Esta polémica se desató después de que Jaime López, uno de los aspirantes, fuese expulsado, según la empresa, del curso de alemán previo al viaje al país bávaro. Una formación que se imparte en un local cedido por el Concello de Dumbría y que tiene un coste de 100 euros al mes. Cantidad que el denunciante y los compañeros a los que dice representar consideran un timo, puesto que no existen tales ofertas de empleo y en los pocos casos que de verdad se ofrece trabajo este es totalmente precario y con los conductores explotados y hacinados en condiciones infrahumanas.
Una historia que, según varias fuentes de la empresa y el propio alcalde de Dumbría, José Manuel Pequeño, tiene pocos visos de realidad. Una de las personas que niega tales extremos es Adrián Arias Dopereiro, un trabajador ourensano que se encuentra en Alemania desde el pasado 14 de abril y que se puso en contacto telefónico con La Voz. «Eu vin con oito máis de Andalucía, chegaron a recollernos ao aeroporto, estamos aloxados normalmente e o emprego de chofer de autobús é como nos dixeron», asegura Arias en una versión que corrobora José Antonio Otero Fariña, otro de los empleados que están en Alemania y que asegura que se trata de una represalia por parte de López, después de ser expulsado por su mal comportamiento.
La principal afectada por ello sería la profesora Sonia Rodríguez, natural de Dumbría, que explica que no le tenía «respeto ninguno» y que después de que le echasen del programa de formación les aseguró: «Os vais a cagar por la pata». De ahí que interprete estos hechos como una clara represalia.

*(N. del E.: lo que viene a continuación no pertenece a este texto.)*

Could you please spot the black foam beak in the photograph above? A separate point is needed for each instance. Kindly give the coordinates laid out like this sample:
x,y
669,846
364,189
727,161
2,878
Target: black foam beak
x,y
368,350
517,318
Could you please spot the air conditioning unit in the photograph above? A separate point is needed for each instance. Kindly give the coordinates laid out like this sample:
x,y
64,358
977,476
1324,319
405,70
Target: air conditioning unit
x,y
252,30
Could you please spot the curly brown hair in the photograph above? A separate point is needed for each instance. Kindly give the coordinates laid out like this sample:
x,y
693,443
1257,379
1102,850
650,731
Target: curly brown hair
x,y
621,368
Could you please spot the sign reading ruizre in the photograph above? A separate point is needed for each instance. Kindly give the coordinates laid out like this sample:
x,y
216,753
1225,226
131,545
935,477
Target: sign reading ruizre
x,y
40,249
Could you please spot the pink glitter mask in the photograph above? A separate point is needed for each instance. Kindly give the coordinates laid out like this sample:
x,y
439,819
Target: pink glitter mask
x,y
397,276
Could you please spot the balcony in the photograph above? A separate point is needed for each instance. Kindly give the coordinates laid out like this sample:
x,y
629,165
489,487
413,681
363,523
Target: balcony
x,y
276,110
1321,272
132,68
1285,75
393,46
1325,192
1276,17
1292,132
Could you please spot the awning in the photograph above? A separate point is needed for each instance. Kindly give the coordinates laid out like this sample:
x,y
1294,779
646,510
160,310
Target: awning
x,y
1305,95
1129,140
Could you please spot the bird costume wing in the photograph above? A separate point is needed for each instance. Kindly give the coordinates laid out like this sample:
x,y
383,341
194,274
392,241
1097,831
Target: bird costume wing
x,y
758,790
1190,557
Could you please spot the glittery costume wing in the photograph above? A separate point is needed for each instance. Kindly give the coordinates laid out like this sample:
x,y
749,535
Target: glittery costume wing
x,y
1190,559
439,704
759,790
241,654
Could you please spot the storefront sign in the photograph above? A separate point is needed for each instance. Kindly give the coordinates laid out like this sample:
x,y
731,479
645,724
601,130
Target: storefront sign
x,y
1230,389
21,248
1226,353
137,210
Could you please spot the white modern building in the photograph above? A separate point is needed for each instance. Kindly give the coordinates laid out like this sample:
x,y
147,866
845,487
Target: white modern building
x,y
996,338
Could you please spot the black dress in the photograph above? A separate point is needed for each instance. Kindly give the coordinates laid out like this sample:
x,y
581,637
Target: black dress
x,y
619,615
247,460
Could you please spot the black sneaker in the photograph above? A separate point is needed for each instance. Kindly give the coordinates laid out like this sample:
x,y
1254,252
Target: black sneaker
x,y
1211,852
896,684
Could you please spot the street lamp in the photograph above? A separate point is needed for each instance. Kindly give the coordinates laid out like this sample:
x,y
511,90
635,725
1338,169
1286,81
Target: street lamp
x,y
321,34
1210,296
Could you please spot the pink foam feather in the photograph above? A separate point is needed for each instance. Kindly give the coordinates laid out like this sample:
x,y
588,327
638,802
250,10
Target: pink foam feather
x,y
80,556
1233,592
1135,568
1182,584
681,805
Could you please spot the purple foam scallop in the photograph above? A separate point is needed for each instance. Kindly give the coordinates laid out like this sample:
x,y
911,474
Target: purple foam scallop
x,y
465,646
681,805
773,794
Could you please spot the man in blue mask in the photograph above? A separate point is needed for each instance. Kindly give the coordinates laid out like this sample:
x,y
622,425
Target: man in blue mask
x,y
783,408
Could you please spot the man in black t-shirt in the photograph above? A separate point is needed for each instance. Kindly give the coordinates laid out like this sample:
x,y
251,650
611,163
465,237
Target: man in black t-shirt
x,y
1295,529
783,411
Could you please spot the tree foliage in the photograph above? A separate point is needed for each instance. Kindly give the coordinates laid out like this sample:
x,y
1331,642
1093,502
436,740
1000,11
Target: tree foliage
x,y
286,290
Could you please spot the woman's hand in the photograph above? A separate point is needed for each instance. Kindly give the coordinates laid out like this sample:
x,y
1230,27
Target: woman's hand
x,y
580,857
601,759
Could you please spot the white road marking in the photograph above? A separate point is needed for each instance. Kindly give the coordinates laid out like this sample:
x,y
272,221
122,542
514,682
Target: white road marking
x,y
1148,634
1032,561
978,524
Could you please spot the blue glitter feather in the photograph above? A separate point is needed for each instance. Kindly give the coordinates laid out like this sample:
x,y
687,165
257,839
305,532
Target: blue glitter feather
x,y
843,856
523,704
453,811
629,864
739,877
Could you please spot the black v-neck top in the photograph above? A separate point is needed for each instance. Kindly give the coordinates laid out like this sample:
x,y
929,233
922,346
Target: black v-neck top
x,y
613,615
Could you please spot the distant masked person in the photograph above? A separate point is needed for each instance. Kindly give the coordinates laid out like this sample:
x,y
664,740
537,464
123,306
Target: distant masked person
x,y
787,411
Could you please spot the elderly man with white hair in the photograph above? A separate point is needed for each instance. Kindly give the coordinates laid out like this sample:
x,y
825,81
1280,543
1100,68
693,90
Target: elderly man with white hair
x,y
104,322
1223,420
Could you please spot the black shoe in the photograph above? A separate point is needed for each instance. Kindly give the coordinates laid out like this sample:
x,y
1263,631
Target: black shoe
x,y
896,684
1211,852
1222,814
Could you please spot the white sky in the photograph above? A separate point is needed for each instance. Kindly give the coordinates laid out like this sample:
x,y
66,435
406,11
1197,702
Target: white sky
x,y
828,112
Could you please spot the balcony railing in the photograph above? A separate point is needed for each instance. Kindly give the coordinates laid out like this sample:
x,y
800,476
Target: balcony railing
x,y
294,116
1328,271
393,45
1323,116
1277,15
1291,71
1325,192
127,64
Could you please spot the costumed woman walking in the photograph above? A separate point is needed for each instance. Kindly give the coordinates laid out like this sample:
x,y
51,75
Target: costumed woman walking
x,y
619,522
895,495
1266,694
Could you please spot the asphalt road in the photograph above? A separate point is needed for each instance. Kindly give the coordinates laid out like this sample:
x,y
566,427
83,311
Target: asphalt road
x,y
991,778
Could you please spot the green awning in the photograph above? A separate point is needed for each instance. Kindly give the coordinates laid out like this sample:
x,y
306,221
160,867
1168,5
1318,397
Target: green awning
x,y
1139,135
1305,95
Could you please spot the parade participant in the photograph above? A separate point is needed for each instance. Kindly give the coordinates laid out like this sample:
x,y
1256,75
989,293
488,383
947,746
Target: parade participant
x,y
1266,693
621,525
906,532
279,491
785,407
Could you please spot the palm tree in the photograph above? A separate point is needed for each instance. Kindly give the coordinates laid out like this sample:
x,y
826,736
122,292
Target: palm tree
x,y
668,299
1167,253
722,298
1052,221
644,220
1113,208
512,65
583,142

Rodríguez, quien asegura que le sabe mal por el alcalde, que les ha cedido el local desinteresadamente para que se cree algún puesto de trabajo; también niega que le falte capacitación para enseñar alemán. «Lo que ocurre es que no les damos ningún título, porque lo único que se enseña en esos tres meses son las cosas básicas para el trabajo. Evidentemente en ese tiempo no se aprende a hablar alemán», concluye.
Su jefe, José Antonio Estremera, aclara respecto al alumno: «Lo eché por las faltas de respecto hacia Sonia. Si se comporta así aquí, cómo lo voy a enviar para Alemania», se pregunta.
El empresario detalla que el coste total de la formación que dan y de la posibilidad de empleo para los aspirantes es de 660 euros. «No es que se cobre 100 euros al mes. Realmente son 300 aquí y los otros 360 en Alemania, solo que le damos las facilidades de que lo paguen mes a mes. Además, ese ni siquiera es mi negocio, porque en Dumbría hay cinco alumnos y yo a Sonia la tengo asegurada y en condiciones normales, realmente no compensaría. Yo por lo que cobro es por enviarle personal a las empresas», asegura Estremera, que también tiene sucursales en Granada, donde empezó, hace casi tres años y en Málaga.
Asegura que en ese tiempo ha mandado a más de 150 personas y que para nada llega a cubrir la demanda de conductores que tiene. «De hecho, a los que vemos que van mejor y que pueden pasar la entrevista de la empresa, los enviamos con solo dos meses de curso de alemán», concluye el empresario que se siente agraviado por esta denuncia.